Doctors told her to wait until the contractions were 4 minutes apart before she came to the hospital.

"I want to get this show on the road," said Tate from the waiting room. "I'm hoping they'll just keep me now, but they're going to do a contraction stress test to see if I stay or go back home."

Tate had to cut the interview short after being called into the doctor's office.

Jessica Blaszczak, of Arlington, Va., is due Sunday. Irene is expected to hit Virginia Saturday.

"It's the lack of control on so many levels that makes everything a little scary," said Blaszczak. "I'm not a control freak by any means, but I'm nine months pregnant in a hurricane. If he came Friday or Monday, that'd be great."

"An epidural is in my birth plan," said Blaszczak, 35. "A hurricane is not."

As Hurricane Irene begins to pummel the East Coast, experts are advising pregnant women close to their due date to take extra caution. Women affected by disasters need to be aware of local health care facilities that can provide prenatal and obstetrics care during a disaster or evacuation, said the American College of Obstetricians and Gynecologists.

"I would recommend that physicians contact their patients, encourage them to develop an evacuation plan, and give them a copy of their medical record that is pertinent to their pregnancy problems," said Dr. Veronican Gillispie, an ObGyn at Ochsner Clinic Foundation in New Orleans.
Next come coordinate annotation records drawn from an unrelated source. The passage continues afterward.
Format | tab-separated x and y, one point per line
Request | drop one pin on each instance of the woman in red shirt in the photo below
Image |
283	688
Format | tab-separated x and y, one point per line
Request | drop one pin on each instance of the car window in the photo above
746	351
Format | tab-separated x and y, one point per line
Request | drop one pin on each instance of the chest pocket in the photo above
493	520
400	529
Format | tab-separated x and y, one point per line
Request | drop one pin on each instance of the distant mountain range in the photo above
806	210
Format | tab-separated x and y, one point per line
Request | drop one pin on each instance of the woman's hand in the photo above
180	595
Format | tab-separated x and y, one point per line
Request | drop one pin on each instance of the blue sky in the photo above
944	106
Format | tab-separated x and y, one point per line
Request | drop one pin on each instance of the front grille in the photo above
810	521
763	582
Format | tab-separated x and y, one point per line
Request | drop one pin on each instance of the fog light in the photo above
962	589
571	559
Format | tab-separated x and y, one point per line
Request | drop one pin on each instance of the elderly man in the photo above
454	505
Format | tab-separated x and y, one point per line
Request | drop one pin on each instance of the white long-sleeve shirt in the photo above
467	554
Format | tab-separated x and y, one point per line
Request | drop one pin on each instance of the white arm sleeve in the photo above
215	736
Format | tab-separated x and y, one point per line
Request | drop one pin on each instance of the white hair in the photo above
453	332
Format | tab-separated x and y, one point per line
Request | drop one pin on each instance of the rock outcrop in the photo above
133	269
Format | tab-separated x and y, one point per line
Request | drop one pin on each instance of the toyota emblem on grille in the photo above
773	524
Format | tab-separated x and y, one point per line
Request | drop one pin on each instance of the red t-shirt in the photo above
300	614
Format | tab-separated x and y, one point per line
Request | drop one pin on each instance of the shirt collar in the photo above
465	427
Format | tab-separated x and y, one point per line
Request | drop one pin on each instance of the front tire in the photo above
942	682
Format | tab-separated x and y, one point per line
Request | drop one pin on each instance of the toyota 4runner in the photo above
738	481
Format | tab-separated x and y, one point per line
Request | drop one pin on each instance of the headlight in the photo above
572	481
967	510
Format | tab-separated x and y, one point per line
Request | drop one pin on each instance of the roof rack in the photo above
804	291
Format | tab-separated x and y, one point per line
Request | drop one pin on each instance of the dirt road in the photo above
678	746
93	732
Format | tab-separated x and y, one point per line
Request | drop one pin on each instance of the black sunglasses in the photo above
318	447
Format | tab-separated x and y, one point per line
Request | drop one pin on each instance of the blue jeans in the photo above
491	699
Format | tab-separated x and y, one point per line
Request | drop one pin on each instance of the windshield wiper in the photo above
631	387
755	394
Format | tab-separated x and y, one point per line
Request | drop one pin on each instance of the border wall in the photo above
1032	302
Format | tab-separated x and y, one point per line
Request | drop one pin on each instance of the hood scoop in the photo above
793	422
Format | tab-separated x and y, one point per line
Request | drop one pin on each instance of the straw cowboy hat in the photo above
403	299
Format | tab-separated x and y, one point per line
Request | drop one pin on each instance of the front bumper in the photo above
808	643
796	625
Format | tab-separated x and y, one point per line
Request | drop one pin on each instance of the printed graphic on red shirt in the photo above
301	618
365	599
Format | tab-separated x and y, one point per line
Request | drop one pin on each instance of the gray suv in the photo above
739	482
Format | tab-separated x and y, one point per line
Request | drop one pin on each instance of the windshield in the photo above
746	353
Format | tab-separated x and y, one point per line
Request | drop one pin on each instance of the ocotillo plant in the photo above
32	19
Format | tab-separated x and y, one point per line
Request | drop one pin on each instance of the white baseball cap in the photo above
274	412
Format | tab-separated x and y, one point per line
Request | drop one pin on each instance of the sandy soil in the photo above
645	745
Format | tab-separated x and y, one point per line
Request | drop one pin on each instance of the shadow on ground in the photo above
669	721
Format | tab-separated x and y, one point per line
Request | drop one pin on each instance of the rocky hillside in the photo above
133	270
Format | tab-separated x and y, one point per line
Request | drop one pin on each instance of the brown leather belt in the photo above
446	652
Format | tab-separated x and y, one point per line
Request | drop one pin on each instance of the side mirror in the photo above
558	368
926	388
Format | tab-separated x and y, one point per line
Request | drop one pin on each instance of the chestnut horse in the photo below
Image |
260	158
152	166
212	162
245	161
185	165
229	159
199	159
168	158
If a woman does need to evacuate, she should be sure that, along with her medical information in hand, she has an extra supply of any medications or prenatal vitamins she is taking for the duration of the evacuation.

Gillispie was a resident physician at Ochsner Clinic Foundation during Hurricane Katrina, where she watched women "who had given birth in the water from outside, but they were coming in to the hospital because their placenta was still inside."

"They were coming in by boat or trying to flag down helicopters," she said. "It was so chaotic."

Hurricane Irene Triggers Safety Advisories for Pregnant Women

After witnessing such devastation, Gillispie authored the 2010 report, "Preparing for Disasters: Perspectives on Women."

Women who experienced trauma during Hurricane Katrina were found to have higher rates of low birth weight infants and preterm deliveries, according to Gillispie's report.

To avoid such dangers, experts recommend women near their due date have an emergency birth kit, which contains several basic items, including sterile lubricant, sterile scissors, a syringe, sanitary pads, peroxide, a neonatal thermometer and battery powered radio with extra batteries.

Dr. Rahit Mishori, director of Global Health Initiatives at Georgetown University School of Medicine, tried to ease some concerns.

"Most women don't deliver on their due dates," she said. "Even if labor starts, it often takes hours to progress, and the acute event may be over, so no need to panic. If you do go into labor, you may want to call EMS rather than drive to the hospital yourself."

As for Blaszczak, she has her own plan if she goes into labor during the hurricane.

"We ... have a kayak in the front yard," said Blaszczak. "Our Plan B is to paddle to the hospital if the ambulance takes too long."